Unmanned underwater vehicles and dual use remote sensing applications
The increasing demand for advanced technologies in dual use scientific exploration and military operations has led to significant advancements in unmanned underwater vehicles (UUVs). These versatile systems have become indispensable for conducting a variety of maritime missions, including environmental monitoring, resource exploration, and defense-related applications. (Roh et al 2025)
With the increasing demand for scientific and military operations in marine environments, unmanned underwater vehicles (UUVs) have become essential due to their adaptability in conducting various maritime missions. Autonomous control systems further enhance this flexibility, particularly in mission-specific operations. However, much of the existing research focuses predominantly on 2D environments, often neglecting the complexities and orientation challenges that arise in real-world 3D underwater scenarios. To address these issues, this paper introduces a 5-degree-of-freedom (DOF) control approach for UUVs, aimed at improving waypoint-based path planning in 3D maritime missions through directional policy optimization (DPO). Utilizing a deep reinforcement learning (DRL) framework, the proposed method employs an efficient directional policy that accounts for the unique maneuvering characteristics of UUVs, including the maximum feasible rotation angles under dynamic constraints. The DPO algorithm enables UUVs to achieve efficient path planning by minimizing the number of waypoints required. Additionally, by considering the impact angle, which dictates the approach angle to the target, the methodology facilitates a mission execution strategy that minimizes the UUV’s exposure, thus enhancing stealth during military operations.

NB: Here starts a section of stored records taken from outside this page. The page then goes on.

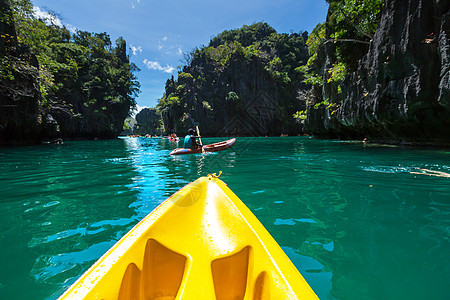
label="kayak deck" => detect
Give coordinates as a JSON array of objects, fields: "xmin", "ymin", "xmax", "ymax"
[
  {"xmin": 203, "ymin": 138, "xmax": 236, "ymax": 152},
  {"xmin": 170, "ymin": 138, "xmax": 236, "ymax": 155},
  {"xmin": 58, "ymin": 175, "xmax": 317, "ymax": 299}
]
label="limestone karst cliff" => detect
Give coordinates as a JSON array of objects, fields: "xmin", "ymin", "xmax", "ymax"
[{"xmin": 305, "ymin": 0, "xmax": 450, "ymax": 145}]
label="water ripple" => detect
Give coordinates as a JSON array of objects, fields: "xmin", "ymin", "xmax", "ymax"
[{"xmin": 1, "ymin": 137, "xmax": 449, "ymax": 300}]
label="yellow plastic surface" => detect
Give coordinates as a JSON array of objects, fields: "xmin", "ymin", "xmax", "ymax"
[{"xmin": 58, "ymin": 176, "xmax": 318, "ymax": 299}]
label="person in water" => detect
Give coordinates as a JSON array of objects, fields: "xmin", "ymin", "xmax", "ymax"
[{"xmin": 184, "ymin": 128, "xmax": 202, "ymax": 149}]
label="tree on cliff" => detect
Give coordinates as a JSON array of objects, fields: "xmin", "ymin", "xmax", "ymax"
[
  {"xmin": 0, "ymin": 0, "xmax": 60, "ymax": 144},
  {"xmin": 303, "ymin": 0, "xmax": 450, "ymax": 144},
  {"xmin": 297, "ymin": 0, "xmax": 384, "ymax": 129},
  {"xmin": 325, "ymin": 0, "xmax": 383, "ymax": 69},
  {"xmin": 134, "ymin": 108, "xmax": 161, "ymax": 135},
  {"xmin": 1, "ymin": 0, "xmax": 140, "ymax": 143},
  {"xmin": 157, "ymin": 22, "xmax": 309, "ymax": 136},
  {"xmin": 304, "ymin": 0, "xmax": 384, "ymax": 81}
]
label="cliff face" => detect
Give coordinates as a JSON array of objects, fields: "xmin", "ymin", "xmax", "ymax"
[
  {"xmin": 306, "ymin": 0, "xmax": 450, "ymax": 144},
  {"xmin": 1, "ymin": 2, "xmax": 137, "ymax": 145},
  {"xmin": 158, "ymin": 24, "xmax": 309, "ymax": 137},
  {"xmin": 177, "ymin": 54, "xmax": 305, "ymax": 137},
  {"xmin": 134, "ymin": 108, "xmax": 160, "ymax": 135},
  {"xmin": 43, "ymin": 35, "xmax": 136, "ymax": 140},
  {"xmin": 0, "ymin": 0, "xmax": 57, "ymax": 145},
  {"xmin": 49, "ymin": 97, "xmax": 129, "ymax": 140}
]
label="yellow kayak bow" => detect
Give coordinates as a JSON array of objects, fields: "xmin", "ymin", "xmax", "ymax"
[{"xmin": 58, "ymin": 175, "xmax": 318, "ymax": 299}]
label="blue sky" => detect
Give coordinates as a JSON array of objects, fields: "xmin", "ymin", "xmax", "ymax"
[{"xmin": 32, "ymin": 0, "xmax": 329, "ymax": 111}]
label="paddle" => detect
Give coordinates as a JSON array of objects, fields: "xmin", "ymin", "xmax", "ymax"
[{"xmin": 196, "ymin": 125, "xmax": 205, "ymax": 154}]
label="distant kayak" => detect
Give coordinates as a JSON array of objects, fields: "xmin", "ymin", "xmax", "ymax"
[
  {"xmin": 57, "ymin": 175, "xmax": 318, "ymax": 299},
  {"xmin": 170, "ymin": 138, "xmax": 236, "ymax": 155}
]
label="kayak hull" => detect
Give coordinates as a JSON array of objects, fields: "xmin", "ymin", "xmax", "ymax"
[
  {"xmin": 58, "ymin": 175, "xmax": 318, "ymax": 300},
  {"xmin": 170, "ymin": 138, "xmax": 236, "ymax": 155}
]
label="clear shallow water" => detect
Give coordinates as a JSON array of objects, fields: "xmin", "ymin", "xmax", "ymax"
[{"xmin": 0, "ymin": 137, "xmax": 449, "ymax": 299}]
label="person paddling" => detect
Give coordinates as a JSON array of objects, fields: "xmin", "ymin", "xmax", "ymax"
[{"xmin": 184, "ymin": 128, "xmax": 203, "ymax": 149}]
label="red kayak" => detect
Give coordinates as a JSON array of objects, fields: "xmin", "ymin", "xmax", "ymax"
[{"xmin": 170, "ymin": 138, "xmax": 236, "ymax": 155}]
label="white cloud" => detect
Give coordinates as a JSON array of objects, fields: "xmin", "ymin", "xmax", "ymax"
[
  {"xmin": 33, "ymin": 6, "xmax": 63, "ymax": 27},
  {"xmin": 131, "ymin": 0, "xmax": 141, "ymax": 9},
  {"xmin": 66, "ymin": 24, "xmax": 77, "ymax": 34},
  {"xmin": 143, "ymin": 59, "xmax": 175, "ymax": 73},
  {"xmin": 130, "ymin": 44, "xmax": 142, "ymax": 55},
  {"xmin": 158, "ymin": 37, "xmax": 167, "ymax": 50},
  {"xmin": 163, "ymin": 45, "xmax": 183, "ymax": 56},
  {"xmin": 156, "ymin": 36, "xmax": 182, "ymax": 56},
  {"xmin": 131, "ymin": 104, "xmax": 148, "ymax": 116},
  {"xmin": 33, "ymin": 6, "xmax": 77, "ymax": 33}
]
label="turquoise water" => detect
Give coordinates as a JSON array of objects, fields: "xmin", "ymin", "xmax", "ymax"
[{"xmin": 0, "ymin": 137, "xmax": 449, "ymax": 299}]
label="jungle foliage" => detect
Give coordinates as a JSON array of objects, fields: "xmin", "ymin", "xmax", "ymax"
[
  {"xmin": 297, "ymin": 0, "xmax": 383, "ymax": 117},
  {"xmin": 157, "ymin": 22, "xmax": 309, "ymax": 135},
  {"xmin": 1, "ymin": 0, "xmax": 140, "ymax": 138},
  {"xmin": 305, "ymin": 0, "xmax": 383, "ymax": 80},
  {"xmin": 134, "ymin": 107, "xmax": 161, "ymax": 135},
  {"xmin": 326, "ymin": 0, "xmax": 383, "ymax": 69}
]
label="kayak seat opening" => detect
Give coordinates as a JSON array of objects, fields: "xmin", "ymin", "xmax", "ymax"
[
  {"xmin": 139, "ymin": 239, "xmax": 187, "ymax": 300},
  {"xmin": 253, "ymin": 271, "xmax": 270, "ymax": 300},
  {"xmin": 118, "ymin": 263, "xmax": 141, "ymax": 300},
  {"xmin": 211, "ymin": 246, "xmax": 250, "ymax": 300}
]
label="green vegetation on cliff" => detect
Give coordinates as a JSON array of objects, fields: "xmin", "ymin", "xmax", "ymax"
[
  {"xmin": 326, "ymin": 0, "xmax": 383, "ymax": 67},
  {"xmin": 297, "ymin": 0, "xmax": 383, "ymax": 132},
  {"xmin": 302, "ymin": 0, "xmax": 383, "ymax": 89},
  {"xmin": 1, "ymin": 0, "xmax": 140, "ymax": 143},
  {"xmin": 303, "ymin": 0, "xmax": 450, "ymax": 144},
  {"xmin": 157, "ymin": 22, "xmax": 309, "ymax": 136},
  {"xmin": 134, "ymin": 107, "xmax": 161, "ymax": 135}
]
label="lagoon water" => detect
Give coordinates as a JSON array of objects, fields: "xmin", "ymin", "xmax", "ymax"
[{"xmin": 0, "ymin": 137, "xmax": 449, "ymax": 299}]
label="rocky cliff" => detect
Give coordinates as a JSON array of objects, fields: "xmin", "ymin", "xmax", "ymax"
[
  {"xmin": 306, "ymin": 0, "xmax": 450, "ymax": 145},
  {"xmin": 134, "ymin": 108, "xmax": 160, "ymax": 135},
  {"xmin": 1, "ymin": 1, "xmax": 138, "ymax": 145},
  {"xmin": 158, "ymin": 23, "xmax": 309, "ymax": 137},
  {"xmin": 0, "ymin": 0, "xmax": 58, "ymax": 145}
]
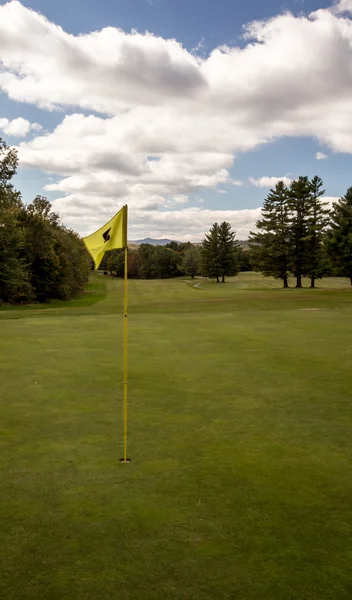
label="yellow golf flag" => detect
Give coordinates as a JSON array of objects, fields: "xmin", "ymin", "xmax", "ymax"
[{"xmin": 82, "ymin": 205, "xmax": 128, "ymax": 269}]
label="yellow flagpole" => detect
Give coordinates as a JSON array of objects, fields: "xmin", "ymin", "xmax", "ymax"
[
  {"xmin": 122, "ymin": 245, "xmax": 129, "ymax": 462},
  {"xmin": 120, "ymin": 205, "xmax": 130, "ymax": 463}
]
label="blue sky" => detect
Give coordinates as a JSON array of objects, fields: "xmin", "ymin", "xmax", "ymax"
[
  {"xmin": 16, "ymin": 0, "xmax": 332, "ymax": 45},
  {"xmin": 0, "ymin": 0, "xmax": 351, "ymax": 239}
]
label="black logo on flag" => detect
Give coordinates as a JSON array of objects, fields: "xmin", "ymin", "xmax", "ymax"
[{"xmin": 103, "ymin": 228, "xmax": 111, "ymax": 243}]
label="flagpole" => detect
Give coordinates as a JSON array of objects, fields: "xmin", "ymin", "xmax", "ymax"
[
  {"xmin": 122, "ymin": 242, "xmax": 129, "ymax": 463},
  {"xmin": 82, "ymin": 204, "xmax": 130, "ymax": 464}
]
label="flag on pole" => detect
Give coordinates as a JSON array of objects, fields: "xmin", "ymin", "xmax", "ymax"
[
  {"xmin": 82, "ymin": 205, "xmax": 131, "ymax": 463},
  {"xmin": 82, "ymin": 205, "xmax": 128, "ymax": 269}
]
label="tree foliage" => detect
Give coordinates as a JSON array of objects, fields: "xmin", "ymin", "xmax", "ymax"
[
  {"xmin": 288, "ymin": 176, "xmax": 313, "ymax": 288},
  {"xmin": 0, "ymin": 138, "xmax": 18, "ymax": 185},
  {"xmin": 181, "ymin": 245, "xmax": 201, "ymax": 279},
  {"xmin": 305, "ymin": 176, "xmax": 330, "ymax": 288},
  {"xmin": 249, "ymin": 181, "xmax": 290, "ymax": 287},
  {"xmin": 202, "ymin": 223, "xmax": 221, "ymax": 282},
  {"xmin": 326, "ymin": 188, "xmax": 352, "ymax": 285},
  {"xmin": 106, "ymin": 245, "xmax": 181, "ymax": 279},
  {"xmin": 237, "ymin": 247, "xmax": 252, "ymax": 272},
  {"xmin": 106, "ymin": 250, "xmax": 125, "ymax": 277},
  {"xmin": 0, "ymin": 136, "xmax": 90, "ymax": 304},
  {"xmin": 0, "ymin": 206, "xmax": 32, "ymax": 303},
  {"xmin": 2, "ymin": 132, "xmax": 351, "ymax": 296},
  {"xmin": 202, "ymin": 222, "xmax": 238, "ymax": 282},
  {"xmin": 249, "ymin": 176, "xmax": 334, "ymax": 288}
]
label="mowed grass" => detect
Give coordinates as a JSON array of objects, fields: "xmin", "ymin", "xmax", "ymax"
[{"xmin": 0, "ymin": 273, "xmax": 351, "ymax": 600}]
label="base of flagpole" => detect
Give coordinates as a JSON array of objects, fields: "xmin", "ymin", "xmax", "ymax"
[{"xmin": 119, "ymin": 458, "xmax": 131, "ymax": 463}]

This paper introduced a novel DPO algorithm designed for autonomous mission-oriented UUV control, integrating directional rewards and efficient path planning to enhance navigation in dynamic 3D underwater environments. Based on the evaluation results, the proposed DPO algorithm has demonstrated improved path efficiency and higher mission success rates by effectively minimizing the number of waypoints required for targeting missions.